In Pearson v. Horne, 139 Ga. 453 ( 77 S.E. 387), the option provided:
"I hereby agree if I should decide to sell my half interest in the property corner of Second and Cherry streets, Macon, Ga., to give him the option of purchasing same for his clients, at any price that may be offered for the property by other parties."
Held — A valid and enforceable option.
In James on Option Contracts (1st Ed.), p. 81 et seq., § 211, it is said:
"An option recited that 'in consideration of $1,000 advanced to me by H, I hereby agree, if I should decide to sell my half interest in (certain lands), to give him the option of purchasing the same for his clients at any price that may be offered by other parties.' The optionor, without notice to the optionee, sold the property to a third person for a certain sum. The optionee thereupon brought suit to recover damages, alleging that the value of the option was the excess of the selling over the option price. It was urged as a defense that the price to be paid under the option was not stated and that the contract was, therefore, void, but the court ruled the contract must be construed as meaning that if any price was offered to the optionor for the property which she would be willing to accept, it was her duty to give the optionee the privilege of purchasing at that price."
The same author continues:
"The same conclusion was reached in a Nebraska case where a provision in a lease of land gave the lessee an option to purchase the property during the term 'at any price offered by a third party satisfactory to' the lessor; and in a Texas case where an option in a lease gave the lessee 'the preference right to purchase said land at any bona fide offer made and acceptable (to the lessor) by any responsible party;' and in an Illinois case where a provision in a lease reserved the right to the lessor to sell the land at any time but provided that no sale should be made by him 'without first having given said second party (lessee) the privilege of purchasing said land upon such terms and at the same price per acre, as any other person or purchaser might have offered therefor;' and in another case, from the same State, where, by the provisions of a lease the lessee was given 'the first opportunity to purchase said premises provided he will pay as much as any other person.' "
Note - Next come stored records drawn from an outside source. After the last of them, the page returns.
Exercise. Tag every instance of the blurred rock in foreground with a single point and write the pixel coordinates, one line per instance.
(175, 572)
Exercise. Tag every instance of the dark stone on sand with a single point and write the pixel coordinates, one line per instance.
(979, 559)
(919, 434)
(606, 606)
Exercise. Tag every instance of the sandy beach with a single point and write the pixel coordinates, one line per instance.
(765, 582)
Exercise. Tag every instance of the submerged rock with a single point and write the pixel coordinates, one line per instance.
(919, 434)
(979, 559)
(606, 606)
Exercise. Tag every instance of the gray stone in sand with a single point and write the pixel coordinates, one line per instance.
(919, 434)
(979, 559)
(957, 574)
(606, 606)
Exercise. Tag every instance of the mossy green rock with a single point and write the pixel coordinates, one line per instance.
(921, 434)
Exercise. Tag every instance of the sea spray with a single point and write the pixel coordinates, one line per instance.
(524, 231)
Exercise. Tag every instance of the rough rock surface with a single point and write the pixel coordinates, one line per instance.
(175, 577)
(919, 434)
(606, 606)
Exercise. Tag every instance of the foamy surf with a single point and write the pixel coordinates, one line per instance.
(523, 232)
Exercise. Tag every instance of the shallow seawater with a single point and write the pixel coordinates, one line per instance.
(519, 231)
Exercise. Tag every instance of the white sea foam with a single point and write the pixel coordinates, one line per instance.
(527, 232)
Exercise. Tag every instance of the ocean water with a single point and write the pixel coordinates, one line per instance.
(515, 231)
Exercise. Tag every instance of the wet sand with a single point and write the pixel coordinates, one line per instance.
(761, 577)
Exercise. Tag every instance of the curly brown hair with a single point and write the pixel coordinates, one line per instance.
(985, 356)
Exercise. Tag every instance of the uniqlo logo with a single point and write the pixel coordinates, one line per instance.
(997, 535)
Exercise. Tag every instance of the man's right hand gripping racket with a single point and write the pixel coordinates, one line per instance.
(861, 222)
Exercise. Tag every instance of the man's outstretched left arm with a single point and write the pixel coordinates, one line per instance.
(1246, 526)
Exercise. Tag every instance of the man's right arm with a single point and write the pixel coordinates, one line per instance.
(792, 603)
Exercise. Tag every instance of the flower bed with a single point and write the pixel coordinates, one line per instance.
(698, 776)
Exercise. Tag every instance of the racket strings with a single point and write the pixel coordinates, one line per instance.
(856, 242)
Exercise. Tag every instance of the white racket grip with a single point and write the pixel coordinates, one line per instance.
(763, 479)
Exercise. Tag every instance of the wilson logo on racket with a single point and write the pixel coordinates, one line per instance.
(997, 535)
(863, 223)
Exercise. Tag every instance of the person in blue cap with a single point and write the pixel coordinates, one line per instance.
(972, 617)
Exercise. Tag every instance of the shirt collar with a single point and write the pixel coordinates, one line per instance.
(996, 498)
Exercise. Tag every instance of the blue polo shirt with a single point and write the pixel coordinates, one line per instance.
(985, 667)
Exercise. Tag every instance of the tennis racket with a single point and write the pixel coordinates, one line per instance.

"If she was not then actually aware of the option of purchase held by the plaintiff under the lease, it does not appear from any evidence in the case that she was without such information. At all events, she had knowledge of the plaintiff's possession, and as she could readily inform herself as to his rights and interests, it is proper that she should be chargeable with notice of their nature and extent. Engler v. Garrett, 100 Md. 387 ( 59 A. 648); 16 R. C. L. p. 538."
In Gates v. Shannon, 200 Ky. 387 ( 255 S.W. 79), it was held, quoting syllabus:
"Notice of right of lessee under his lease to purchase the property will be imputed to a purchaser from the lessor by actual possession of the land by the lessee."
See, also, Kerr v. Day, 14 Pa. 112 (53 Am. Dec. 526); Ohio River Junction R. Co. v. Pennsylvania Co., 222 Pa. 573 ( 72 A. 271).
Plaintiff has no more right to possession than its vendor, and its vendor's rights are subject to the option rights of the defendant.
The judgment should be reversed without a new trial, and, with costs to defendant.
BUTZEL and BUSHNELL, JJ., concurred with WIEST, C.J. FEAD, J., took no part in this decision.